At first it seems like a horrible mistake to have given control of Sally to the seemingly rude and domineering doctor in the sanitized psych ward. They can't even see her until she's out of isolation and then are devastated when they do. The anti-psychotic drug is the first of many she'll need to take and adjust to as her family gathers, from near and far, to support her. Her biological mother, older brother away from home, grandmother, all come in bewilderment and pain as they contend with her illness. Once she's released with goals for her to undertake, Greenberg tries Sally's anti-psychotic drug to discover something of what she's going through and it frightens him, but the outpatient doctor knows when Sally's medication can be played with, when Sally is ready for less of one, more of another. Hurry Down Sunshine fascinated me with its colorful portrait of life in a psych ward for the often-waiting family who are surrounded by other patients besides their loved one.
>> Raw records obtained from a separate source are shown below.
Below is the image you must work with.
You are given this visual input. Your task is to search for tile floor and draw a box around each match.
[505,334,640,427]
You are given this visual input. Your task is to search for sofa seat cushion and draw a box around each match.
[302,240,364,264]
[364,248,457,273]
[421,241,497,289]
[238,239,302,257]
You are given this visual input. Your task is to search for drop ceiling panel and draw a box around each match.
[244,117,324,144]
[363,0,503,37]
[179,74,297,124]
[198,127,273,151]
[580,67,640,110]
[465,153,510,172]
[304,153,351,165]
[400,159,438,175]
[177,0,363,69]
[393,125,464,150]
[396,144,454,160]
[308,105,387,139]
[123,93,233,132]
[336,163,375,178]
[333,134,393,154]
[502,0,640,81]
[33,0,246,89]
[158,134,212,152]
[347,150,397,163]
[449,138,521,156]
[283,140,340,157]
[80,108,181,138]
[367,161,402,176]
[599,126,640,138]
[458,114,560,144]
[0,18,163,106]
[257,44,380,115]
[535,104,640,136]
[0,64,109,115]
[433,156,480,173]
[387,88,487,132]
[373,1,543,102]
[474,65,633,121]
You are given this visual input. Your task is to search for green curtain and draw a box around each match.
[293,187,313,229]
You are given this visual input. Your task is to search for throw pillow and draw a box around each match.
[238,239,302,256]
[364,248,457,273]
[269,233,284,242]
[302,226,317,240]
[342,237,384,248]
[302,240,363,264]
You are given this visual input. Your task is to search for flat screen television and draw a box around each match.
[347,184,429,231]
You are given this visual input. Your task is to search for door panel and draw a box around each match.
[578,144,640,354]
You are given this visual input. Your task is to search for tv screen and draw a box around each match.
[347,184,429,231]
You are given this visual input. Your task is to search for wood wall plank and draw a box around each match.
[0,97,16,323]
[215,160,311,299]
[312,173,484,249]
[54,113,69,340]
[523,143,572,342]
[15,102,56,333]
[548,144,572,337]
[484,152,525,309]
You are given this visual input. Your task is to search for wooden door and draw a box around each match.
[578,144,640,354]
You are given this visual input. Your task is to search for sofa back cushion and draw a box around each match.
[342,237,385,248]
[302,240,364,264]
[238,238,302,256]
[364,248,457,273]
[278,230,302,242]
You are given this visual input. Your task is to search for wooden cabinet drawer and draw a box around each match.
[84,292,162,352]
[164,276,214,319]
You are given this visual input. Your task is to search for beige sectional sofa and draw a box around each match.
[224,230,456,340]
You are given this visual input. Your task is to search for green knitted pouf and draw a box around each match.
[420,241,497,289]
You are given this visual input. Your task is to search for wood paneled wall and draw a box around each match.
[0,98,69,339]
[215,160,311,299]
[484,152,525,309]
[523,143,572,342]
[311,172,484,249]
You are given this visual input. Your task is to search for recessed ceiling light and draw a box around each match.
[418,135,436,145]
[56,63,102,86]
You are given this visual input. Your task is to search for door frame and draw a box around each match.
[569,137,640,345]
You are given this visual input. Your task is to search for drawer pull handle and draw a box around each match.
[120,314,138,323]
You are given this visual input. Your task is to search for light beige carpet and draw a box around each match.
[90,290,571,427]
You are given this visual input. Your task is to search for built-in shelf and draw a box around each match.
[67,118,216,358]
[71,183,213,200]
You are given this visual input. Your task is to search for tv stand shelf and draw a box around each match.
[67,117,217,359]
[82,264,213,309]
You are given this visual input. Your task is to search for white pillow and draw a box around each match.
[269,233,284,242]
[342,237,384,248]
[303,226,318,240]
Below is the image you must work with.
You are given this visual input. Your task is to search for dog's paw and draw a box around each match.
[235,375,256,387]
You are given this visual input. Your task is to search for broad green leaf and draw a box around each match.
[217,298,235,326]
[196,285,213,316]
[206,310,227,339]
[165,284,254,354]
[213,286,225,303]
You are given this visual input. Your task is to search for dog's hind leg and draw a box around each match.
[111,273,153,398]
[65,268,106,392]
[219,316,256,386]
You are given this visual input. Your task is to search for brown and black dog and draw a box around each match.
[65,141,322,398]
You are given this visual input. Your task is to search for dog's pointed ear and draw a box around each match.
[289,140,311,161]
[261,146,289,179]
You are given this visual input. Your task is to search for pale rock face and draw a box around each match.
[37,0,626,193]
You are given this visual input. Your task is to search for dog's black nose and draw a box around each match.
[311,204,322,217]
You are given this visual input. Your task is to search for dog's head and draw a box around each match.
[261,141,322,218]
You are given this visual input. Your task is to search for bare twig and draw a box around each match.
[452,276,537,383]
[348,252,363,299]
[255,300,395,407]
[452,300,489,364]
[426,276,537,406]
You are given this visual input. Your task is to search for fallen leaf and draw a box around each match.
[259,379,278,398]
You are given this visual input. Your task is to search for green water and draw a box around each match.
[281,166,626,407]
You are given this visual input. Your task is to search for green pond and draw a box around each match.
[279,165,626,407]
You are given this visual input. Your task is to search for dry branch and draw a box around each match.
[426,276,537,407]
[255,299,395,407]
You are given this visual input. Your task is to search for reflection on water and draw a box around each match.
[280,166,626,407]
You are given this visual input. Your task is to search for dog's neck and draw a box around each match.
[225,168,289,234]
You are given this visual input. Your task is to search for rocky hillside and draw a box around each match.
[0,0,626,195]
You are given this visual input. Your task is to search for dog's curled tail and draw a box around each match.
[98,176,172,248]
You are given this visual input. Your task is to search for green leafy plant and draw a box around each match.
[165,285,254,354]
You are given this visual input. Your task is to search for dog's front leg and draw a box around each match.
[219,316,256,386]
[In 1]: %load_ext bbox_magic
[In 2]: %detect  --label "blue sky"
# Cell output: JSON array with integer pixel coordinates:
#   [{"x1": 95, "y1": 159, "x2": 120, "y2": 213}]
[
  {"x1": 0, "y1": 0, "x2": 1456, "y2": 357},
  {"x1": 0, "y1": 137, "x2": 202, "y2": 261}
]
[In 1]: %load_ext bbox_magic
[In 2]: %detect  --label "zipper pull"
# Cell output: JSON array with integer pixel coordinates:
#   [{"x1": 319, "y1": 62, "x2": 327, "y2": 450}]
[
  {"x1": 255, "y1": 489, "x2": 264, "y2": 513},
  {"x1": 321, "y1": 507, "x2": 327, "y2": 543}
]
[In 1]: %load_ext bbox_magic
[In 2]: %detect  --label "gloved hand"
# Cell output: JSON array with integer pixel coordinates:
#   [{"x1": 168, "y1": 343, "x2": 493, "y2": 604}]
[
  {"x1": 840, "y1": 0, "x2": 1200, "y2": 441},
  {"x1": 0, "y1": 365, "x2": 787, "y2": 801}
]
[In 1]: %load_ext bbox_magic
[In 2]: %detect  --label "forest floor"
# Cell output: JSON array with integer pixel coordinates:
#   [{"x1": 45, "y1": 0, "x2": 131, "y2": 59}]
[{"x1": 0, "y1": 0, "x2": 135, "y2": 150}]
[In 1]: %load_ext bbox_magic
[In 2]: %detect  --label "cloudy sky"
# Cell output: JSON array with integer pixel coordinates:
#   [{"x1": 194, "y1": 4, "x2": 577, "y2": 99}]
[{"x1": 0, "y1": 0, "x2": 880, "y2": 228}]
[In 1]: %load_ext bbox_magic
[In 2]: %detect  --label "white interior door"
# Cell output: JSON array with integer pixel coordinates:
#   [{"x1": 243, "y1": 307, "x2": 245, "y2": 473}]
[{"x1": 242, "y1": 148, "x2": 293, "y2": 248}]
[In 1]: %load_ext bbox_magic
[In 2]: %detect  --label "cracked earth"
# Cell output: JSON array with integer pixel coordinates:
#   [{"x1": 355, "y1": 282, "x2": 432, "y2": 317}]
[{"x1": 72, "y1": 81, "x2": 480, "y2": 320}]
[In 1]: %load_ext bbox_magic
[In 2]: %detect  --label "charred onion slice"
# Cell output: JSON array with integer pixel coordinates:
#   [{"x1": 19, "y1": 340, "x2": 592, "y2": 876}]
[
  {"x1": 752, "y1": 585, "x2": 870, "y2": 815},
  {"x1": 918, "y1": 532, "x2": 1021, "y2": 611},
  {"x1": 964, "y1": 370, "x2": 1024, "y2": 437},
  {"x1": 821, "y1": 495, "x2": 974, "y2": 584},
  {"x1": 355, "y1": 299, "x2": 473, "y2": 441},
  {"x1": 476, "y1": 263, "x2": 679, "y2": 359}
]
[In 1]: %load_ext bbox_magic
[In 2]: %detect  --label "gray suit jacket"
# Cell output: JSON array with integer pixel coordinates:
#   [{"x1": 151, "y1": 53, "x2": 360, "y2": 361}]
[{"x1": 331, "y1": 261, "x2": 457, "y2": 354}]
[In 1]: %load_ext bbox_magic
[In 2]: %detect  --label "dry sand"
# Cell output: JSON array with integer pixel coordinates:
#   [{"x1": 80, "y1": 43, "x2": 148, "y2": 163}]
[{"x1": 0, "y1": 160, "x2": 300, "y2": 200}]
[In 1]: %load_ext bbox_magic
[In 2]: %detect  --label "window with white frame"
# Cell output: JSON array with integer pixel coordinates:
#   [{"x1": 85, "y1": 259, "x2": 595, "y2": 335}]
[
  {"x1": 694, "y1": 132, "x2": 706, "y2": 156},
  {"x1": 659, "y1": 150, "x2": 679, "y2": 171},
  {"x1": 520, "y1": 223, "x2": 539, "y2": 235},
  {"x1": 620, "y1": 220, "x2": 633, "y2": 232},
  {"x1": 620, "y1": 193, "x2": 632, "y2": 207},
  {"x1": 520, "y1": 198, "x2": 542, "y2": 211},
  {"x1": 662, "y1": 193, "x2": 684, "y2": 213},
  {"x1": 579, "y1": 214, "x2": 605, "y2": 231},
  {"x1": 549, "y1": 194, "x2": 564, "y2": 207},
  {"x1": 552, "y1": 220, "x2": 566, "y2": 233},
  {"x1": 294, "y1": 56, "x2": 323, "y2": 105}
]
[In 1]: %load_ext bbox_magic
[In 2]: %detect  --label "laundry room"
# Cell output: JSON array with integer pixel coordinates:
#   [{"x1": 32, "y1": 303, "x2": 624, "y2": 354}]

It also took place in the Greenberg apartment and sometimes around the village, but never in Sally's school since it's not written by her. While I was most interested in what happened with her, I enjoyed getting to know the author, her very concerned father who stops everything to visit her everyday and stresses out with his feelings for not only his daughter, but his ex-wife, wife, mother, son and a slightly crazed brother he's been looking after and who suddenly wants him out of his life.
What a summer that was for them all! Actually Greenberg consolidated some events for dramatic purposes and to keep it interesting. I was certainly kept entertained until I finished. Greenberg's daughter gave him permission to use her name for his book, but some other names have been changed for privacy. It's probably not spoiling anything to tell you that her drugs seem to return her to normal, but in the postscript we learn that she'll have a long recurrence of psychosis after graduating high school, attending college and marrying.
Drugs only cover up or keep at bay the problem in the manic-depressive brain and I find this frustrating. Sally must take sleeping pills and use sunscreen and sunglasses as well. A neighbor has this problem, the extremely sleep-deprived one, and she refuses sleeping pills and anti-depressants, which is great, but she's forbidden to supplement with melatonin or to get tanned. Once she tried the latter and turned purple! I hoped to learn from the book why melatonin is forbidden, but didn't. It seems like it's the sleep cycle and the ability to dream at night that needs to be put right to get brain chemistry working better and it won't happen if you just knock yourself out with pills. Having recently read Healing Night by a clinical psychologist who focuses on sleep disorders and recommends melatonin supplementation, I do wonder.
Anyway, Hurry Down Sunshine is an endearing novel by a writer compelled by his daughter's illness to research the author James Joyce's psychotic tendencies in order, perhaps, to understand himself as a father, like Joyce, of a manic-depressive daughter. It's not a book to read again, I don't think, not for me because I'm not dealing with his situation and it's rather heartbreaking really. A great read once, though.